Matteo Salvini ha risposto con un secco no ai colleghi Christophe Castaner e Horst Seehofer, l’uno francese e l’altro tedesco, scongiurando l’ennesimo drammatico accordo ai danni dell’Italia. In realtà il ministro Salvini aveva anche presentato una controproposta basata sulla necessità di spartirsi gli immigrati raccolti in mare per poi effettuarne l’espulsione nel caso in cui non siano rifugiati. Il problema di questa sua proposta deriva dai numeri: il 10% scarso è composto da veri rifugiati, dunque gli Stati europei, secondo questo progetto, si troverebbero ad accettare un numero indefinito di immigrati di cui il 90% andrebbe rispedito a casa propria. Ha senso? Verrebbe poi ignorato il flusso di esseri umani che ingrassa i trafficanti e fa gongolare le Ong, le quali andrebbero messe al bando con un accordo europeo di difesa dei confini esterni. Altrimenti è inutile straparlare di comunità d’intenti se una capitana qualsiasi, dopo aver caricato i clandestini, viola svariate leggi italiane e incassa la solidarietà di mezza Europa.
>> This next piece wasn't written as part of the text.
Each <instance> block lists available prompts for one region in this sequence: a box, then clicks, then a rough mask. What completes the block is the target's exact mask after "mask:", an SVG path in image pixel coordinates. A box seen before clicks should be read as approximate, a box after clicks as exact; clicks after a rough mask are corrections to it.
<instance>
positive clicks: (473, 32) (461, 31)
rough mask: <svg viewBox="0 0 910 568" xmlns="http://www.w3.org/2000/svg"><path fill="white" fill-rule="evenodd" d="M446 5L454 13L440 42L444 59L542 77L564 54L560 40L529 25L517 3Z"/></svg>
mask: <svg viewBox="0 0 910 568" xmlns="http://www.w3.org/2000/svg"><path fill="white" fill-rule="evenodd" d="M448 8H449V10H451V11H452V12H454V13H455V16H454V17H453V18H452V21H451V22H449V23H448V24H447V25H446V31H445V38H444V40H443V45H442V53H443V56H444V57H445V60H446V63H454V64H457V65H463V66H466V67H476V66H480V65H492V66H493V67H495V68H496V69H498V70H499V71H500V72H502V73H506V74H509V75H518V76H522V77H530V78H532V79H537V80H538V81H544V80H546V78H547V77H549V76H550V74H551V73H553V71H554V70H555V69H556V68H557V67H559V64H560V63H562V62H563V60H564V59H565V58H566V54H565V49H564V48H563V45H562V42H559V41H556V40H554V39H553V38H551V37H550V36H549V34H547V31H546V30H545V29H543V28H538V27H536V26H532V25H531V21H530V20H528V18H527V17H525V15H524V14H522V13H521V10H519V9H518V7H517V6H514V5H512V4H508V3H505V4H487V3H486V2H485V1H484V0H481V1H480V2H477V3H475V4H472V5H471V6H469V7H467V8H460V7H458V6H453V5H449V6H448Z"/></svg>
È probabile che Matteo Salvini non possa spingersi più in là con le proposte per via dei partner di governo che barcollano tra Fico e Di Battista, ma, equilibri politici a parte, è ormai chiaro che la soluzione per essere definitiva deve prevedere il blocco alla fonte di quel flusso che altrimenti risulterà inarrestabile. Ed è drammatica la miopia dei ministri europei che si danno un gran d’affare per riproporre lo schema dell’Italia che si sobbarca tutta l’accoglienza possibile, ignorando il fatto che, vadano dove vadano, gli africani intenti a partire destabilizzeranno l’intero continente. Anche solo per la drammatica questione della denatalità che ancora oggi fingiamo di non conoscere.

Finti eroi e di accattoni d’applausi

La Carola Rackete è ricomparsa per l’interrogatorio con la Procura d’Agrigento. I magistrati si sono detti soddisfatti e il clima parrebbe sereno. La capitana era felice d’aver potuto raccontare in mondovisione i fatti risalenti al 12 giugno, data in cui lei afferma d’aver salvato dei naufraghi ma che in verità si trattò della solita messinscena strappalacrime secondo la quale casualmente delle persone finiscono in mare e altrettanto casualmente qualcuno chi si trova nei pressi gli presta soccorso. Una narrazione talmente sciocca e vergognosa che solo la sinistra dei trinariciuti, per dirla alla Guareschi, può dare credito all’autore di tale copione. Il suo legale si è scagliato contro il ministro dell’Interno che, a detta sua, alimenta il clima d’odio con le sue dichiarazioni irresponsabili. E bravo avvocato, oggigiorno un po’ di difesa ad minchiam di una donna lottatrice per i diritti dei bisognosi fa sempre bene, porta sempre fieno in cascina.

D’altronde era evidente sin dall’inizio che la vicenda di Carola e della Sea Watch 3 non riguardava i meri reati poi contestategli, bensì una implicita dichiarazione di guerra al governo di uno Stato sovrano che, forte del voto popolare, ha deciso di intraprendere una certa strada in fatto di immigrazione e accoglienza. Il tutto con l’ausilio di parte della classe dirigente italiana che, priva di qualsiasi senso delle istituzioni, si è sin da subito schierata dalla parte di chi col nostro codice penale si pulisce il deretano. E Gandhi e Pannella e gli scioperi della fame e le canne davanti al Parlamento (hanno tirato in ballo chiunque) e le proteste più disparate nel tentativo di rendere digeribile un sopruso insopportabile per chiunque abbia un minimo di senso della vergogna. Ma loro non ne hanno, e difatti appaiono sempre più stranieri in casa propria.